Structural highlights

4pbv is a 5 chain structure with sequence from Gallus gallus. Full crystallographic information is available from OCA. For a guided tour on the structure components use FirstGlance.
Method:X-ray diffraction, Resolution 2.5Å
Ligands:NAG, SO4
Resources:FirstGlance, OCA, PDBe, RCSB, PDBsum, ProSAT

Function

NTRK3_CHICK Receptor for neurotrophin-3 (NT-3). This is a tyrosine-protein kinase receptor. Known substrates for the trk receptors are SHC1, PI-3 kinase and PLCG1. The KT and KD isoforms fail to stimulate transformation, process outgrowth or survival. Isoform KI25 exhibits tyrosine phosphorylation in the absence of ligand and is unable to mediate survival of neuronal cells.

Publication Abstract from PubMed

Receptor protein tyrosine phosphatase sigma (RPTPsigma) regulates neuronal extension and acts as a presynaptic nexus for multiple protein and proteoglycan interactions during synaptogenesis. Unknown mechanisms govern the shift in RPTPsigma function, from outgrowth promotion to synaptic organization. Here, we report crystallographic, electron microscopic and small-angle X-ray scattering analyses, which reveal sufficient inter-domain flexibility in the RPTPsigma extracellular region for interaction with both cis (same cell) and trans (opposite cell) ligands. Crystal structures of RPTPsigma bound to its postsynaptic ligand TrkC detail an interaction surface partially overlapping the glycosaminoglycan-binding site. Accordingly, heparan sulphate and heparin oligomers compete with TrkC for RPTPsigma binding in vitro and disrupt TrkC-dependent synaptic differentiation in neuronal co-culture assays. We propose that transient RPTPsigma ectodomain emergence from the presynaptic proteoglycan layer allows capture by TrkC to form a trans-synaptic complex, the consequent reduction in RPTPsigma flexibility potentiating interactions with additional ligands to orchestrate excitatory synapse formation.

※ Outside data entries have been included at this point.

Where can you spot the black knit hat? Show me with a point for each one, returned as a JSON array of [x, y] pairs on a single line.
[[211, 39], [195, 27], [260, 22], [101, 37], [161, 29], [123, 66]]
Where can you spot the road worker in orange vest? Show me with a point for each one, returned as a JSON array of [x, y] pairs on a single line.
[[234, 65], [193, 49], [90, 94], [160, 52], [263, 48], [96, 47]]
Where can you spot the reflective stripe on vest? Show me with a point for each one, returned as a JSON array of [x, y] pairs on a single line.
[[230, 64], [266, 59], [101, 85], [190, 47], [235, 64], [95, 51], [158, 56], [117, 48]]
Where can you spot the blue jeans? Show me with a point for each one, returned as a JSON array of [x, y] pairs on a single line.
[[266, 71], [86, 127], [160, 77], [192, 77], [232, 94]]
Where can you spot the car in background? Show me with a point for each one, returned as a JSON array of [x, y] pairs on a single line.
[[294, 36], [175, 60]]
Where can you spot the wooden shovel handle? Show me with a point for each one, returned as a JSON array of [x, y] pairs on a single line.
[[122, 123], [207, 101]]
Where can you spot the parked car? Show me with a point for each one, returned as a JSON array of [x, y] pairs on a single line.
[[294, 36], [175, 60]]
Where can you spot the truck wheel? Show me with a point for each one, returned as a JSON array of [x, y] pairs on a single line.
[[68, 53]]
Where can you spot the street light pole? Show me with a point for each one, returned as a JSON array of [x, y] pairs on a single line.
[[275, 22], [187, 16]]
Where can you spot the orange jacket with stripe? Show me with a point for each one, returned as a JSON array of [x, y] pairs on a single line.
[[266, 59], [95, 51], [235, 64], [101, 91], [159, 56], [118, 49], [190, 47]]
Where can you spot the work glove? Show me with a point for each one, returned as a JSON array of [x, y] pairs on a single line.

Structural basis for extracellular cis and trans RPTPsigma signal competition in synaptogenesis.,Coles CH, Mitakidis N, Zhang P, Elegheert J, Lu W, Stoker AW, Nakagawa T, Craig AM, Jones EY, Aricescu AR Nat Commun. 2014 Nov 11;5:5209. doi: 10.1038/ncomms6209. PMID:25385546[1]

From MEDLINE®/PubMed®, a database of the U.S. National Library of Medicine.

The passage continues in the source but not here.